Vergangener Fortschritt

Vor 45 Jahren wurde der historische Bahnhof in Backnang abgerissen  –  Ziegelbau muss modernem flachen Neubau weichen

Er ist längst verschwunden. Aber der Bau des ersten Backnanger Bahnhofs vor 140 Jahren war ein bedeutendes Ereignis in der Stadtgeschichte. Fotos im Stadtarchiv erzählen von einem einprägsamen Gebäude, das in den 1970er-Jahren abgerissen wurde

1905 noch rege im Betrieb (Bild links), ist der alte Bahnhof in den 70er-Jahren zur Baustelle geworden (Bild rechts).Fotos: Stadtarchiv Backnang

1905 noch rege im Betrieb (Bild links), ist der alte Bahnhof in den 70er-Jahren zur Baustelle geworden (Bild rechts).Fotos: Stadtarchiv Backnang

Von Ina Matthes

BACKNANG. „Ein trauriges Bild bietet der Backnanger Bahnhof seit Jahren. Die sanitären Einrichtungen und die Aufenthaltsgelegenheiten sind mangelhaft“. Das schrieb die Backnanger Kreiszeitung über den Bahnhof der Stadt in ihrer Ausgabe vom 16. März 1973. Der Bericht über den Verfall erscheint vier Tage vor dem Abriss des fast 100-jährigen historischen Bahnhofsgebäudes, einem mächtigen Ziegelbau. Am 20. März müssen dort die Bagger angerückt sein – so steht es jedenfalls in der Backnanger Chronik. In der Zeitung findet sich tags darauf allerdings nichts über dieses Ereignis. Es gibt damals offenkundig drängendere Sorgen als den Abriss des alten Bahnhofs: Ärger mit der Müllabfuhr, Streit um Schulen und Straßenbau.

Bernhard Trefz aber kennt ihn noch, den alten Backnanger Bahnhof. Der Stadtarchivar wurde 1962 in Backnang geboren und ging hier zur Schule. „Ich bin mit dem Bus zum Bahnhof gefahren.“ Eine Zeit lang besuchte er eine Schule in dessen Nähe. Trefz hat sich als Schüler für den Bahnhof nicht weiter interessiert. Für ihn war er „eben ein Gebäude“. Eigentlich ein stattliches, zumindest in seinen früheren Jahren.

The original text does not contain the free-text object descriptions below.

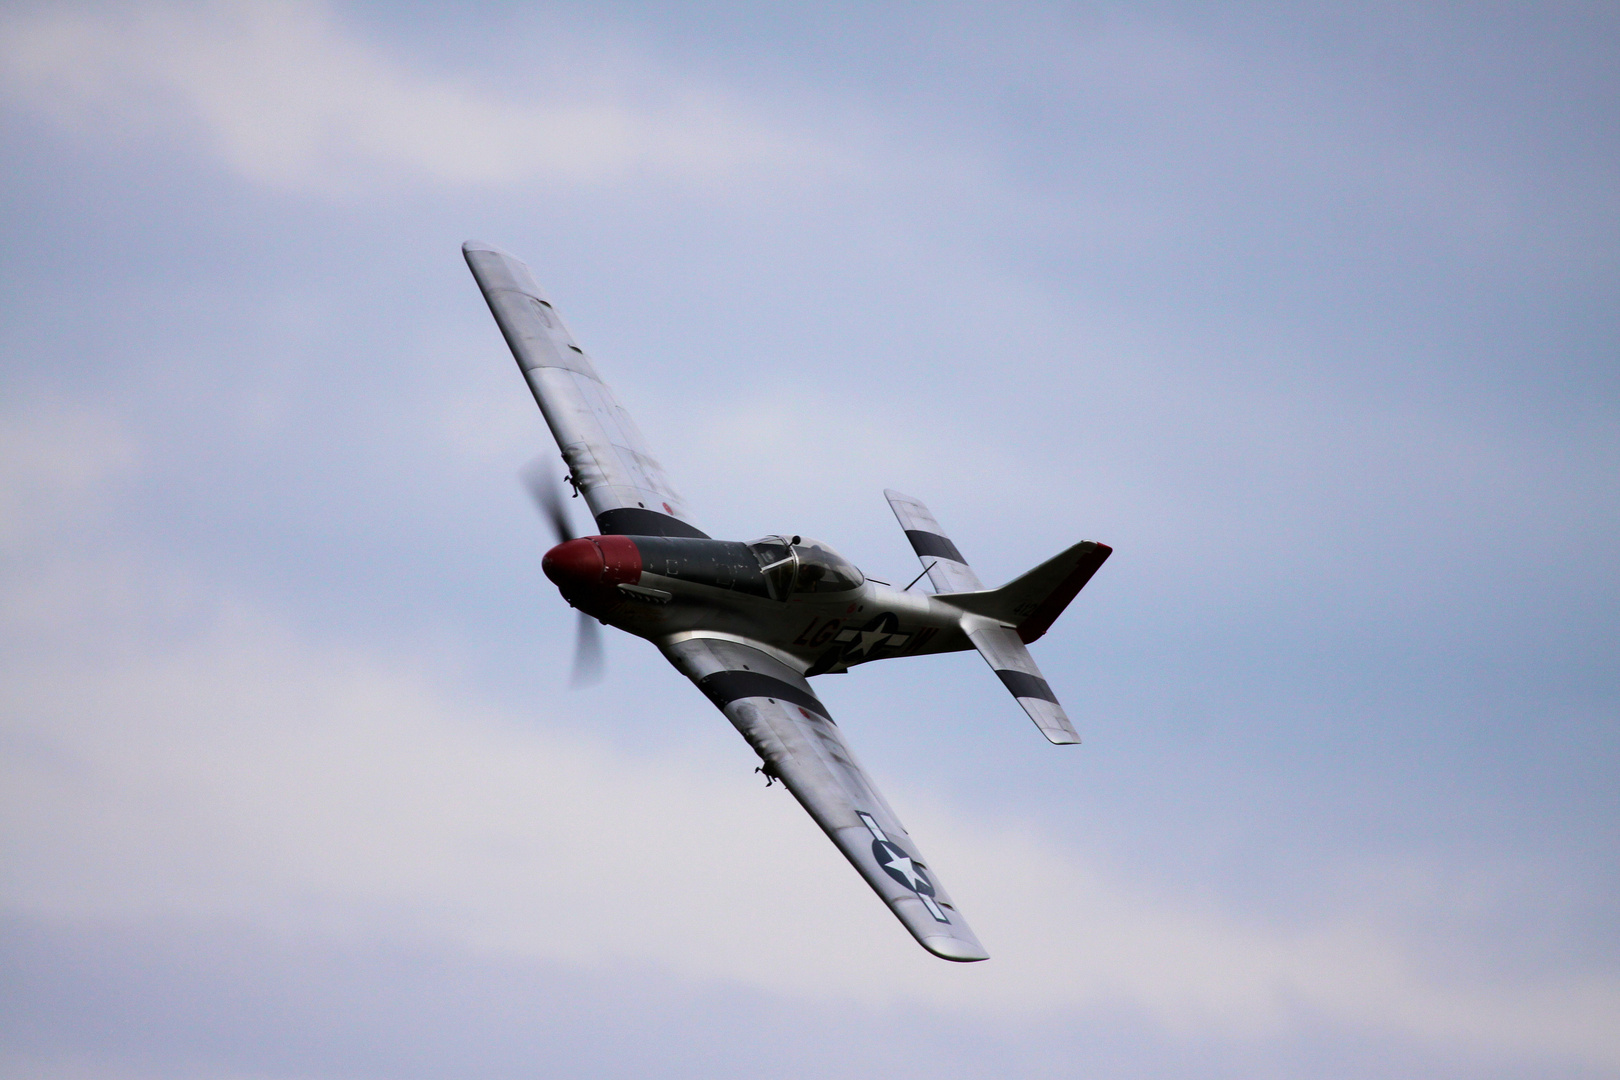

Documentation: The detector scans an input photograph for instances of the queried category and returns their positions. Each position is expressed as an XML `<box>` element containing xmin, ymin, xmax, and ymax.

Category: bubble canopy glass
<box><xmin>748</xmin><ymin>536</ymin><xmax>865</xmax><ymax>597</ymax></box>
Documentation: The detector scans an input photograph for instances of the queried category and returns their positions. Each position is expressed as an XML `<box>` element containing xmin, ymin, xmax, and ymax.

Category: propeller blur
<box><xmin>523</xmin><ymin>463</ymin><xmax>602</xmax><ymax>686</ymax></box>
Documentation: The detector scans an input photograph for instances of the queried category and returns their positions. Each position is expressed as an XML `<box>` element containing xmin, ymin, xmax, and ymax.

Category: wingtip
<box><xmin>922</xmin><ymin>935</ymin><xmax>990</xmax><ymax>962</ymax></box>
<box><xmin>462</xmin><ymin>239</ymin><xmax>513</xmax><ymax>258</ymax></box>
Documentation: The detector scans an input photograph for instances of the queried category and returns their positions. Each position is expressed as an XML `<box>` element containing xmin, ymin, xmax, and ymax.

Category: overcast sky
<box><xmin>2</xmin><ymin>3</ymin><xmax>1617</xmax><ymax>1078</ymax></box>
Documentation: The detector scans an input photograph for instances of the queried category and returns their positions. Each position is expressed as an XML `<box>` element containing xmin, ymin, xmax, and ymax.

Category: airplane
<box><xmin>464</xmin><ymin>242</ymin><xmax>1111</xmax><ymax>961</ymax></box>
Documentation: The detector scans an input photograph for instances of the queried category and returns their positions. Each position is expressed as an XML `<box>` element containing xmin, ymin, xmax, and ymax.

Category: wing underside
<box><xmin>463</xmin><ymin>242</ymin><xmax>706</xmax><ymax>538</ymax></box>
<box><xmin>661</xmin><ymin>635</ymin><xmax>989</xmax><ymax>961</ymax></box>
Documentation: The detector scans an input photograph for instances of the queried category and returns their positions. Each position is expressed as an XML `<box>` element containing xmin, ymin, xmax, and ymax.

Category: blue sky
<box><xmin>2</xmin><ymin>2</ymin><xmax>1616</xmax><ymax>1077</ymax></box>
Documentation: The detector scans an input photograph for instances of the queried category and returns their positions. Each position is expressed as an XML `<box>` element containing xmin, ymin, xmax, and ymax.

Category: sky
<box><xmin>1</xmin><ymin>2</ymin><xmax>1617</xmax><ymax>1077</ymax></box>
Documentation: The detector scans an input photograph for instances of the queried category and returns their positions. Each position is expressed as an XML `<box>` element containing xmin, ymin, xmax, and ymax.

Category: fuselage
<box><xmin>542</xmin><ymin>534</ymin><xmax>973</xmax><ymax>673</ymax></box>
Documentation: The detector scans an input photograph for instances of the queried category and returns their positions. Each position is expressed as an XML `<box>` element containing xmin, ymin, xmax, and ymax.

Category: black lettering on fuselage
<box><xmin>809</xmin><ymin>619</ymin><xmax>842</xmax><ymax>647</ymax></box>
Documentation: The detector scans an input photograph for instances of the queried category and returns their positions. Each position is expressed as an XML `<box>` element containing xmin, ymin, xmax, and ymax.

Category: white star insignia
<box><xmin>882</xmin><ymin>849</ymin><xmax>928</xmax><ymax>892</ymax></box>
<box><xmin>835</xmin><ymin>627</ymin><xmax>910</xmax><ymax>657</ymax></box>
<box><xmin>855</xmin><ymin>629</ymin><xmax>888</xmax><ymax>654</ymax></box>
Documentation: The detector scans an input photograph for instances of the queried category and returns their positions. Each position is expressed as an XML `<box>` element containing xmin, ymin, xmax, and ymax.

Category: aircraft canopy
<box><xmin>750</xmin><ymin>536</ymin><xmax>865</xmax><ymax>596</ymax></box>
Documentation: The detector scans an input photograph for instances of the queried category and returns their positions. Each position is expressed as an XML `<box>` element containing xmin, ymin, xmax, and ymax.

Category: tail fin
<box><xmin>931</xmin><ymin>540</ymin><xmax>1111</xmax><ymax>643</ymax></box>
<box><xmin>885</xmin><ymin>490</ymin><xmax>1111</xmax><ymax>745</ymax></box>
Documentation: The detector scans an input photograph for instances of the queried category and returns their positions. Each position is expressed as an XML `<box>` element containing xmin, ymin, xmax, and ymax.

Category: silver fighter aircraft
<box><xmin>465</xmin><ymin>242</ymin><xmax>1111</xmax><ymax>962</ymax></box>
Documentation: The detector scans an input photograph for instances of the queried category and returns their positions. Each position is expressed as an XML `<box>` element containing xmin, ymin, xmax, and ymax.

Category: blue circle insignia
<box><xmin>872</xmin><ymin>838</ymin><xmax>936</xmax><ymax>897</ymax></box>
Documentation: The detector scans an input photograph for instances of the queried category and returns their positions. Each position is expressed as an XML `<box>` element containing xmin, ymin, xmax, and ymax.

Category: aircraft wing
<box><xmin>661</xmin><ymin>635</ymin><xmax>990</xmax><ymax>961</ymax></box>
<box><xmin>463</xmin><ymin>242</ymin><xmax>707</xmax><ymax>539</ymax></box>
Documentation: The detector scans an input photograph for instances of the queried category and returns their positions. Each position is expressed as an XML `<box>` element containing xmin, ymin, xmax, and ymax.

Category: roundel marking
<box><xmin>835</xmin><ymin>611</ymin><xmax>911</xmax><ymax>662</ymax></box>
<box><xmin>873</xmin><ymin>838</ymin><xmax>935</xmax><ymax>897</ymax></box>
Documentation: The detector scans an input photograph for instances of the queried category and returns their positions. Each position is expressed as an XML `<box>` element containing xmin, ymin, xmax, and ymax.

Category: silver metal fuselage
<box><xmin>633</xmin><ymin>575</ymin><xmax>973</xmax><ymax>672</ymax></box>
<box><xmin>545</xmin><ymin>534</ymin><xmax>974</xmax><ymax>676</ymax></box>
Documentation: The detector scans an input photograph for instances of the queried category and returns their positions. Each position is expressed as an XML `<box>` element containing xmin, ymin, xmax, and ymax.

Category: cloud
<box><xmin>0</xmin><ymin>0</ymin><xmax>826</xmax><ymax>194</ymax></box>
<box><xmin>0</xmin><ymin>403</ymin><xmax>136</xmax><ymax>544</ymax></box>
<box><xmin>2</xmin><ymin>407</ymin><xmax>1616</xmax><ymax>1070</ymax></box>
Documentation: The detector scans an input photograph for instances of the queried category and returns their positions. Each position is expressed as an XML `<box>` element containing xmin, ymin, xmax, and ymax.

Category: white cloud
<box><xmin>2</xmin><ymin>409</ymin><xmax>1616</xmax><ymax>1070</ymax></box>
<box><xmin>0</xmin><ymin>402</ymin><xmax>136</xmax><ymax>543</ymax></box>
<box><xmin>0</xmin><ymin>0</ymin><xmax>827</xmax><ymax>194</ymax></box>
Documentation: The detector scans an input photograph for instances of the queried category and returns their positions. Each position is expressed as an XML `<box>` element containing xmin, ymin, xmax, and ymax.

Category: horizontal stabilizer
<box><xmin>884</xmin><ymin>489</ymin><xmax>983</xmax><ymax>594</ymax></box>
<box><xmin>967</xmin><ymin>624</ymin><xmax>1079</xmax><ymax>744</ymax></box>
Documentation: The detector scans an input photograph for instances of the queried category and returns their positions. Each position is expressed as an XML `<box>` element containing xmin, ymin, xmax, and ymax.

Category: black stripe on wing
<box><xmin>596</xmin><ymin>507</ymin><xmax>710</xmax><ymax>539</ymax></box>
<box><xmin>698</xmin><ymin>670</ymin><xmax>833</xmax><ymax>721</ymax></box>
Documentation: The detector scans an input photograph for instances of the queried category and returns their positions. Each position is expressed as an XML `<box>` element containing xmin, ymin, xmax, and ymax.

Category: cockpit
<box><xmin>748</xmin><ymin>536</ymin><xmax>865</xmax><ymax>598</ymax></box>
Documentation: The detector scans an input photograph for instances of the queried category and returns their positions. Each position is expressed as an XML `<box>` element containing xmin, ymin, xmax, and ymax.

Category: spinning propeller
<box><xmin>524</xmin><ymin>461</ymin><xmax>604</xmax><ymax>686</ymax></box>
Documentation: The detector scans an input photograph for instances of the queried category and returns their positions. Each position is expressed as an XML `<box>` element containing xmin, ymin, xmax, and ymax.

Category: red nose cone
<box><xmin>542</xmin><ymin>535</ymin><xmax>642</xmax><ymax>596</ymax></box>
<box><xmin>543</xmin><ymin>537</ymin><xmax>605</xmax><ymax>589</ymax></box>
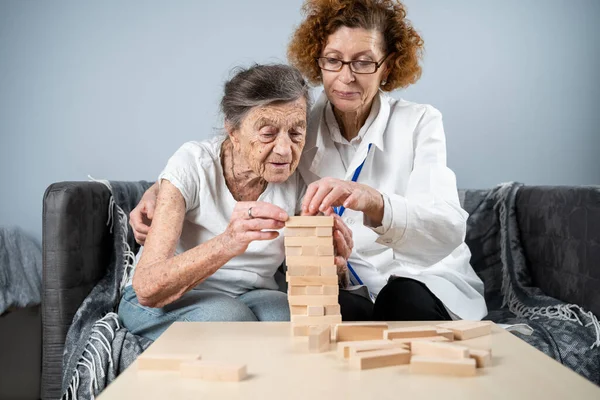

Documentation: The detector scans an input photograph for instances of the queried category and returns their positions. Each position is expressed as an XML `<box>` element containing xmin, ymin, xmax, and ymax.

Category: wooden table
<box><xmin>98</xmin><ymin>321</ymin><xmax>600</xmax><ymax>399</ymax></box>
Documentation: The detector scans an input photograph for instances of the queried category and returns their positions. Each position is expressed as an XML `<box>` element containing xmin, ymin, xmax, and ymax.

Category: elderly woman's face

Alte Fotos aus den Beständen des Stadtarchivs zeigen das: ein rotes Ziegelgebäude mit mehreren Etagen. Große Rundbögen im Erdgeschoss, aus Naturstein gemauert. Eine offene Vorhalle in Gusseisenkonstruktion. Vor dem Gebäude haben sich Eisenbahner für den Fotografen in Reihe aufgebaut – in den Uniformen der Königlich-Württembergischen Eisenbahn.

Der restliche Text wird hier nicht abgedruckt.